Based on the study presented here together with the technological constraint of gate dielectric engineering and dry etching, we are inclined to believe that vertically stacked nanosheet structure is not a favorable option for “3 nm technology” and beyond. FinFET should still be a sustainable option that can be maintained by further increasing the aspect ratio (fin height-to-fin width ratio). Figure 7 shows the trend of the technology nodes since the introduction of the FinFET structure or 22 nm node [18]. Moore’s law in the chip density upscaling rate, taking Apple mobile CPU as an example, is still maintained so far. The increase in chip density does rely not only on the gate-length shortening, it is also achieved with the increased gate-width folding. The gate-length reduction rate had been slowed down to about 0.88 to 0.9 instead of the historical rate of about 0.7 per generation. For Intel’s “22 nm” technology, the actual gate length is around 25 nm. Additional scaling toward the “22 nm” specification was contributed by the gate-width folding. A better folding ratio was obtained by folding ratio by increasing the fin height and reducing the fin width. When approaching the EUV lithography limit, it is expected that the pace of gate length-shortening will go even slower, but we expected that Moore’s law will still maintain for a couple of generations. The gate-length scaling may be stalled at 6 nm or 8 nm not only because of the limit of EUV but also because of the effect of surface roughness scattering, as mentioned. If it is the case, the gate-length scaling shall be slower than the present rate (see the square markers of the gate-length line) and the product of the gate-length-folding ratio will be larger (see the triangular markers of the gate-length-folding ratio product curve). The smaller footprint can be achieved with a taller fin. A fin at 80 nm tall will be introduced in a couple of years. The ultra-tall fin of 130 nm may also be possible and “2 nm”, and “1 nm” technology can be achieved by scaling both the fin width and gate length to 6 to 8 nm.

6. Conclusions

We have conducted an intuitive and comparative analysis on the scaling issue of FinFETs and vertically stacked nanosheet transistors, and vertically stacked nanowire transistors beyond the 5 nm technology node. By calculating the folding ratio of the effective channel width of the three structures under the constraints of the same headroom and pattern width (fin width) which are presumed to be fabricated by similar lithography and dry etching processes. Results show that the stacked nanosheet structure has advantages only when the intersheet spacing or vertical sheet pitch is less than the sheet width.
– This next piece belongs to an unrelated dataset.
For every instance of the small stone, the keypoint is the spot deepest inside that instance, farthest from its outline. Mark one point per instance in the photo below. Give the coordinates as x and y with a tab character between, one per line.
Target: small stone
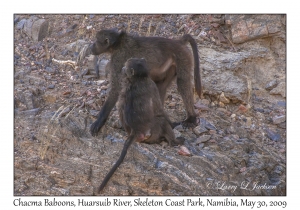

And for nanowire transistors almost have no advantage as compared with FinFET and nanosheet in terms of size scaling. Considering the technological constraints for the gate oxide and metal gate thicknesses, the minimum intersheet spacing should be in the range of 7 to 8 nm. Then, the nanosheet structure has advantages in boosting the chip density as compared to the FinFET counterpart only when the sheet width or fin width is wider than 8 nm. In addition, considering the process complexity, larger mobility degradation, and fringing capacitance, the nanosheet transistor does not have many advantages as compared with the FinFET ones for a footprint width less than 10 nm.